Sub-unit yang tidak disengaja setelah tahap satu kali, Tujuh belastrio pembuat suasana hati, BooSeokSoon (BSS)kembali setelah lima tahun dengan lagu yang jujur ​​dan jenaka, “Fighting”.

“Fighting” berfungsi sebagai mood booster bagi setiap pekerja kantoran di tengah kesibukan kerja mereka, sesuai dengan judul album mereka, Second Wind, yang berarti “energi atau daya tahan yang diperbarui”. Di permukaan, treknya konyol dan lucu namun bisa diterima. Namun, pemeriksaan lebih dekat mengungkapkan komentar MV tentang realitas berpasir dari budaya kerja lembur, yang tidak hanya dikenali oleh Korea tetapi juga bagi kita semua.

Berfokus pada Korea, frasa “kematian karena terlalu banyak bekerja” atau “gwarosa” dengan rapi menangkap fenomena tersebut di atas. Seperti yang dikonfirmasi oleh sebuah artikel CNN, “Rata-rata orang Korea Selatan bekerja lebih banyak jam per minggu daripada semua kecuali satu negara lain dan hampir 50% lebih banyak daripada Jerman yang terkenal rajin”.

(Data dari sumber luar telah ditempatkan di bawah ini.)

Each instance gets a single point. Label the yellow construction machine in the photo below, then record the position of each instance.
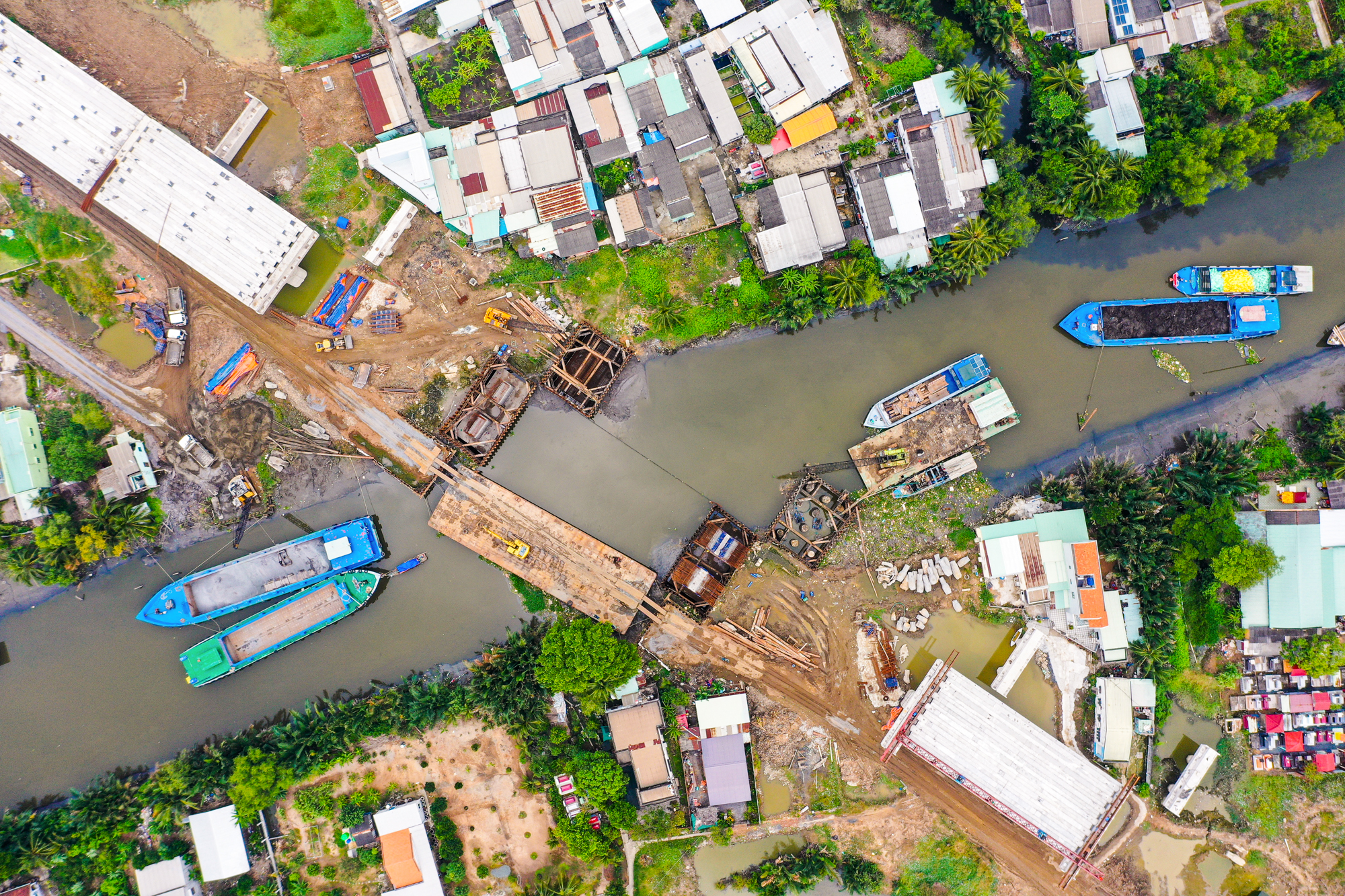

Jam kerja yang panjang, kurang tidur yang ekstrem, ketergantungan berlebihan pada kafein untuk tetap terjaga, merasa seperti zombie, dan didorong oleh rekan kerja senior, adalah beberapa dari banyak akar masalah yang disebut BSS ini. Sayangnya, sementara ketiganya dengan keras mengutuk praktik umum ini, sama tidak berdayanya dengan para pekerja perusahaan yang lamban ini, mereka juga tidak dapat berbuat lebih dari sekadar menyemangati mereka.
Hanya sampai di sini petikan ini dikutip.